Персонаж Аронзона может смотреть и сидя: «я сижу на мшистой капле, / вкруг меня – лесов потомки» (1965, № 21). В последнем слове цитаты можно видеть явление парономазии: уместнее при речи о лесе было бы сказать «потемки»; Аронзон говорит о молодой поросли деревьев, однако общая атмосфера увядания заставляет присматриваться и к обертону освещения. «Развалясь» на кресле «старинных деревьев» и кормя птиц, он видит переходы длинных стеблей лилий («воло́с») в голос возлюбленной, который рисует и стирает (1965, № 33). Из положения сидя герой стихотворения «В часы бессонницы люблю я в кресле спать…» (1968, № 90), находясь между явью и сном, которые у него сливаются в нечто единое, смотрит на странно двоящийся интерьер.

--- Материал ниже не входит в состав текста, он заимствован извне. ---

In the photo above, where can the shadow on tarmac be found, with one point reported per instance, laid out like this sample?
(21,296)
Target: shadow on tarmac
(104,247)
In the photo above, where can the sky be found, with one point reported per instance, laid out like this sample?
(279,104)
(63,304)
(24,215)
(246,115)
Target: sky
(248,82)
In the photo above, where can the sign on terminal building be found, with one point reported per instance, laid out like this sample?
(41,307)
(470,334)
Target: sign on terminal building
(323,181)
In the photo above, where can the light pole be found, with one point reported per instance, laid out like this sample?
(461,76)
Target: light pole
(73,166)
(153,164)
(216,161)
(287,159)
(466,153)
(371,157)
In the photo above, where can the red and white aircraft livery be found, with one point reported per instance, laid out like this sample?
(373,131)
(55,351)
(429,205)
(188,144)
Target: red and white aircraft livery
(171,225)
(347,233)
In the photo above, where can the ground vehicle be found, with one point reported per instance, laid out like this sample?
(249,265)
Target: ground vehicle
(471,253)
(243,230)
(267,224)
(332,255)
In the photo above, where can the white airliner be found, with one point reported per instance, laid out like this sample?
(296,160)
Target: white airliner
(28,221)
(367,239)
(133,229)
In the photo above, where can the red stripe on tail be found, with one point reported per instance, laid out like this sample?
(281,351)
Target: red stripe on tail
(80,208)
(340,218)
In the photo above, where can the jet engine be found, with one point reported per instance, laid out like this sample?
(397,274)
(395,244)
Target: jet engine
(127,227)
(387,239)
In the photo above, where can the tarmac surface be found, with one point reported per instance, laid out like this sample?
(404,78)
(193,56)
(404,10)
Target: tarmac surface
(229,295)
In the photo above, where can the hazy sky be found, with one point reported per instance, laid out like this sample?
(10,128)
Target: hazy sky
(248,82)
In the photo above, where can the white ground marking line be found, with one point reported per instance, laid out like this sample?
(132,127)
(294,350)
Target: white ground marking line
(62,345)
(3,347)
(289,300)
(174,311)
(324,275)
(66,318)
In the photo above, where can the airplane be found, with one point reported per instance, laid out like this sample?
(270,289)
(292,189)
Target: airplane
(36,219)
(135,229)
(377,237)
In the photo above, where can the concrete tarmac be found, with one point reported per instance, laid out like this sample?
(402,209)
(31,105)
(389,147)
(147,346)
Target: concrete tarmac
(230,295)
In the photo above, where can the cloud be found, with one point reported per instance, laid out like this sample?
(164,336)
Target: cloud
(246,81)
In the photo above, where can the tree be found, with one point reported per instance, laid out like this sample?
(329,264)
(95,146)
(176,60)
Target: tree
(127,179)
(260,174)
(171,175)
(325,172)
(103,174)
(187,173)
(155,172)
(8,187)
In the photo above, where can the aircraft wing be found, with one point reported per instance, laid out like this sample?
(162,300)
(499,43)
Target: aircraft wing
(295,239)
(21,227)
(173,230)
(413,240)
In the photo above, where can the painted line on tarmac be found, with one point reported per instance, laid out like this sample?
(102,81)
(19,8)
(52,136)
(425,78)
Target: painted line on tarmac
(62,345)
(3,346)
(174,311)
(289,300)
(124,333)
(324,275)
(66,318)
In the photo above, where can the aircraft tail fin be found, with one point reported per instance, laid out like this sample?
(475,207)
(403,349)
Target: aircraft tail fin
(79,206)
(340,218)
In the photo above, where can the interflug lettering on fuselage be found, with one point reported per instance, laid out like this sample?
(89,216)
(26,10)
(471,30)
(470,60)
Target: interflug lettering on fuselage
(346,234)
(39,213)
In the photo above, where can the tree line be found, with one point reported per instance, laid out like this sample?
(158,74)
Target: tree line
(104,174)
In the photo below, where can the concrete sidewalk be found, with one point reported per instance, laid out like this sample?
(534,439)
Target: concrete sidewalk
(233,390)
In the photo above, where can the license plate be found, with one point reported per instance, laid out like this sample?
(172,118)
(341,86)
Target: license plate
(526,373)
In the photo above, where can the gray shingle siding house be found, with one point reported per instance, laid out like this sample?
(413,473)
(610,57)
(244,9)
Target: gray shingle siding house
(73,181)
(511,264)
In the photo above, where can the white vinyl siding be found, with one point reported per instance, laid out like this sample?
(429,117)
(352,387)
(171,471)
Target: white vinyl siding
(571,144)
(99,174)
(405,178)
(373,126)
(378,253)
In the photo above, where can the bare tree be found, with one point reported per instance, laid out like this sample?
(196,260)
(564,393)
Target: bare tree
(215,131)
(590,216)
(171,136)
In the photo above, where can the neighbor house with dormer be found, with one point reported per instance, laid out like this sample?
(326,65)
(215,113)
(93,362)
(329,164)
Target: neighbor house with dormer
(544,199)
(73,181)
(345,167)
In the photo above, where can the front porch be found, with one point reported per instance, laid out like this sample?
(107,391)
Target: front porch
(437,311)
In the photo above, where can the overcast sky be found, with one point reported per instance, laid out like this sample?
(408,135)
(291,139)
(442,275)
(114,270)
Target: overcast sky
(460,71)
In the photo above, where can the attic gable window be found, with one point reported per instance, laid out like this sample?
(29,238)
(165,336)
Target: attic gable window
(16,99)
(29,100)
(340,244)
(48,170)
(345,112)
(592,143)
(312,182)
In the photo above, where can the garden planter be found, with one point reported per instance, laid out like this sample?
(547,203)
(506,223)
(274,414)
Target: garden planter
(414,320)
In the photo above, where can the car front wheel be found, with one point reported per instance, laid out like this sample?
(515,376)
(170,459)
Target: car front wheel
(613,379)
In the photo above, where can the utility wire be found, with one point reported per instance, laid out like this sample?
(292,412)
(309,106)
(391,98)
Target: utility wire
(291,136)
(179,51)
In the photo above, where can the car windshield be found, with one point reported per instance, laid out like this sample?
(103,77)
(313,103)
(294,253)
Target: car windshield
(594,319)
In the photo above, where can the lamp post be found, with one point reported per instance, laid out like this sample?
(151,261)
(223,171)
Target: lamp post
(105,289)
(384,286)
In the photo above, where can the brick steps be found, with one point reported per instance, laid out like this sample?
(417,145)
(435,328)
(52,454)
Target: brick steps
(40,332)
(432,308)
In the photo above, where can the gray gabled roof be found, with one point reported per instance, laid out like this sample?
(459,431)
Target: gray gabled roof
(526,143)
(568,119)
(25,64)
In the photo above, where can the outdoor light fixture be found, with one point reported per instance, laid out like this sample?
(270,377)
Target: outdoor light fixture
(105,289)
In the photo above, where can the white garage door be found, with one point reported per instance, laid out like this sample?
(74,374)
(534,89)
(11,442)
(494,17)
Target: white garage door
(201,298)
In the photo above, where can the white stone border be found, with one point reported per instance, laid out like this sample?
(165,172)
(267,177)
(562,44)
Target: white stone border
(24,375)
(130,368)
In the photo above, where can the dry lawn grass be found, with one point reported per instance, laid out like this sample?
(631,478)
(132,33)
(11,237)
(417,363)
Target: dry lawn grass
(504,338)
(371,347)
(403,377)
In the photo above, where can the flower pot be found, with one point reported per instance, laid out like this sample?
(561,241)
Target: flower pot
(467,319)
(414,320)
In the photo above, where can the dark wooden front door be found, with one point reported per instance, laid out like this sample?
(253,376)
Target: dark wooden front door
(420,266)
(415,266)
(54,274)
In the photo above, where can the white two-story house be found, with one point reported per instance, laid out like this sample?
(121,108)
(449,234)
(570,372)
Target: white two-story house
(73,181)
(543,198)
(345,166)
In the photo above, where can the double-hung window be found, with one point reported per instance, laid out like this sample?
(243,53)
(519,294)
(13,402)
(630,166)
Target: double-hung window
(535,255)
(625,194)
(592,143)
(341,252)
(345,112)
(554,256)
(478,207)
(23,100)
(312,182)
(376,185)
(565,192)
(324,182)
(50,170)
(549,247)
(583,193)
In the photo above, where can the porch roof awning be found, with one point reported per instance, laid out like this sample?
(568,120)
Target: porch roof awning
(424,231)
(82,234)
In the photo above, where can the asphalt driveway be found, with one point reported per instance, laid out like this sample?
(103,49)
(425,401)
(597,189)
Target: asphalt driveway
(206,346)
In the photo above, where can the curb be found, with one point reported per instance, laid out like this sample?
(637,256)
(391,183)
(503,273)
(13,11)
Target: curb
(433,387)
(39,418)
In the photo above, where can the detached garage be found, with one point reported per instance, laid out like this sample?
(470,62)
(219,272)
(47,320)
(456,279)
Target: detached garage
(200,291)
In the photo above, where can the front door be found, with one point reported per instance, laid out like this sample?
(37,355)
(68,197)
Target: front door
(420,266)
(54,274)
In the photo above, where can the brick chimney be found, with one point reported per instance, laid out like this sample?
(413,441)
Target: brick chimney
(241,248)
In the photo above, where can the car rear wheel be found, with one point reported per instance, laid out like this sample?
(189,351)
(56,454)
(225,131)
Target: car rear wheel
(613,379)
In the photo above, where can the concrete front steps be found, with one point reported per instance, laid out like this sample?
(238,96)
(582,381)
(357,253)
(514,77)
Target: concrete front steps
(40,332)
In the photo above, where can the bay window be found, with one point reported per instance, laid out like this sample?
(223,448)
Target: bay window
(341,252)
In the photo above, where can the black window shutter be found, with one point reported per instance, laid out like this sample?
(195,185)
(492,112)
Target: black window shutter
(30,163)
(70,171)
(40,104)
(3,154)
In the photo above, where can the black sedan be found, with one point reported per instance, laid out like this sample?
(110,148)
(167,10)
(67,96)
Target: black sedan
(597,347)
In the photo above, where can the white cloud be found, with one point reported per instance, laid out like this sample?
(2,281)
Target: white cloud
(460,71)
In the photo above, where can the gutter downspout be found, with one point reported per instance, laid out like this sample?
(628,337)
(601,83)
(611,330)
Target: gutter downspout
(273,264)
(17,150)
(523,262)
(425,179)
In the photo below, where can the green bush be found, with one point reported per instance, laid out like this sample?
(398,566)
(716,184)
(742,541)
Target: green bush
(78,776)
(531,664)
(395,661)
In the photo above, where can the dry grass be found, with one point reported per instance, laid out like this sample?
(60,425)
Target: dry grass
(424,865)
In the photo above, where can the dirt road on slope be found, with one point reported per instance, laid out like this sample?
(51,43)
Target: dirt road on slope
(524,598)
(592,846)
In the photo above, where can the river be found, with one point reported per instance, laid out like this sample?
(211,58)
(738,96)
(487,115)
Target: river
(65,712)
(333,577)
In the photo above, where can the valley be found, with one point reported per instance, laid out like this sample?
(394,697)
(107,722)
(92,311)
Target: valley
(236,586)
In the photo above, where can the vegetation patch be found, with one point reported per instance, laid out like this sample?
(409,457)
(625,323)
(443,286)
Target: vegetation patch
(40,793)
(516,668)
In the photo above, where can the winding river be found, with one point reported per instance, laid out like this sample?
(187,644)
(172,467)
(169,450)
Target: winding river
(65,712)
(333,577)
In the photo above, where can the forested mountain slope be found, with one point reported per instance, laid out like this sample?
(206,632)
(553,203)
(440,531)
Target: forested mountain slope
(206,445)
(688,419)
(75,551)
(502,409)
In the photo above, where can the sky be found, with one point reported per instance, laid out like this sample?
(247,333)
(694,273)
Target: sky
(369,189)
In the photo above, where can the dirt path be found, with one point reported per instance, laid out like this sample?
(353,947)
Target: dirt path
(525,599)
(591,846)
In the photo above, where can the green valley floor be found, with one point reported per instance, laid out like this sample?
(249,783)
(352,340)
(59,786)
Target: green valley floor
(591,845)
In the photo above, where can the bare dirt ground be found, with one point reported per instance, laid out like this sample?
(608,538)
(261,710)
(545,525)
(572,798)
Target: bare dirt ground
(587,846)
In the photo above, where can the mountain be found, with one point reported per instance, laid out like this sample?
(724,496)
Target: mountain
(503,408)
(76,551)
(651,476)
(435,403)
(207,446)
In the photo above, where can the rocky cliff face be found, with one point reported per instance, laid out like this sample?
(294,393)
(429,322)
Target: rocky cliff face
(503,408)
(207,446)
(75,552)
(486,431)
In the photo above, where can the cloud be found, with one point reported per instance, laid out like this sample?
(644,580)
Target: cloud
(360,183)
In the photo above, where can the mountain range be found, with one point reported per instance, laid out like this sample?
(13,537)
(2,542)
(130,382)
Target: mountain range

Особый модус созерцания дается в положении стоя. Вспомним: «…к ней лицом, и к ней спиной / стоял я, опершись о древо» (сонет, «Лебедь», № 38). Герой может стоять, «обняв себя», «напротив звезд, лицом к небытию» (1967, № 67). Находясь в странном северном пейзаже, переходящем в «портрет мысли» (то есть в умозрительный?), герой говорит о себе: «…подставив Ладоге лицо, стоял в лесничестве один я» (1965, № 20, курсив Аронзона). Место стояния героя – произвольно выбранный центр, часто обозначенный деревом (древом), копьем, как в случае с Архилохом («Прямая речь», 1969, № 298), или просто наугад уставленным пальцем, как это представлено на карикатуре (ил. 6.): персонаж-слепец указательным пальцем, заменяющим трость[318], метит центр, на который будет опираться в продолжение «созерцания». Так Аронзон совмещает в одном образе несколько жестов: опору, указание, выбор направления.

Иллюстрация 6
Соприкосновение с искусством, в основном сопричастным природе, вписанным в нее, совершается лирическим героем ради вящей торжественности в стоячем положении, как в стихотворении «Финляндия. Все время забегают…»:
…ногой, изогнутой в колене,
стоять красиво на разбухшем пне
и, обратясь глазами к тишине,
цитировать «Пиры» и «Запустенье».
Этот случай характерен напластованием одного на другое созерцания и «называния», «именования», причем второе действие производится посредством «чужого слова» – стихов Баратынского, которыми только и может быть «озвучена тишина» (почти как в стихотворении «Не сю, иную тишину…», 1966, № 56, где этот же процесс совершается с и над иным). И ожидание того сакрального акта, того священного «мига, как Геба опрокинет / нам кубок божьего питья»[319], приводит поэта к убеждению: «где б ни был ныне, / стою я на балконе дня» (1968, № 86). Настоящим объектом созерцания для героя Аронзона может быть особенно тот, который наделен глубиной, потому и отсутствие неба в Петербурге заставляет глубже проникать в своего визави и ждать от него столь же глубокого проникновения в себя (как это происходит в стихотворении «Несчастно как-то в Петербурге…», № 129), и завороженность от мира становится попросту невозможна: «Очарован тот картиной, / кто не знает с миром встреч» (1968, № 88. Т. 1. С. 154). Декларирование ухода от мира, эскапизма, присутствует в творчестве Аронзона, но этому обстоятельству не стоит придавать принципиального значения, как это сделал Иванов, пытавшийся навязать Аронзону свое литературное кредо. Пусть поза лирического героя статична, в иные моменты даже статуарна, но его взгляд всегда направлен навстречу предстоящему ему первозданному миру, стоящему перед ним собеседнику, видимому «умным зрением» Богу. Взгляд уставлен в мир, как бы ни хотелось отвернуться, но отвернуться невозможно: герой обречен вглядываться в мир, хотя бы он и был «миром души», внутренним пространством, особенно если помнить, что внутреннее здесь преображается, «переводится» во внешнее.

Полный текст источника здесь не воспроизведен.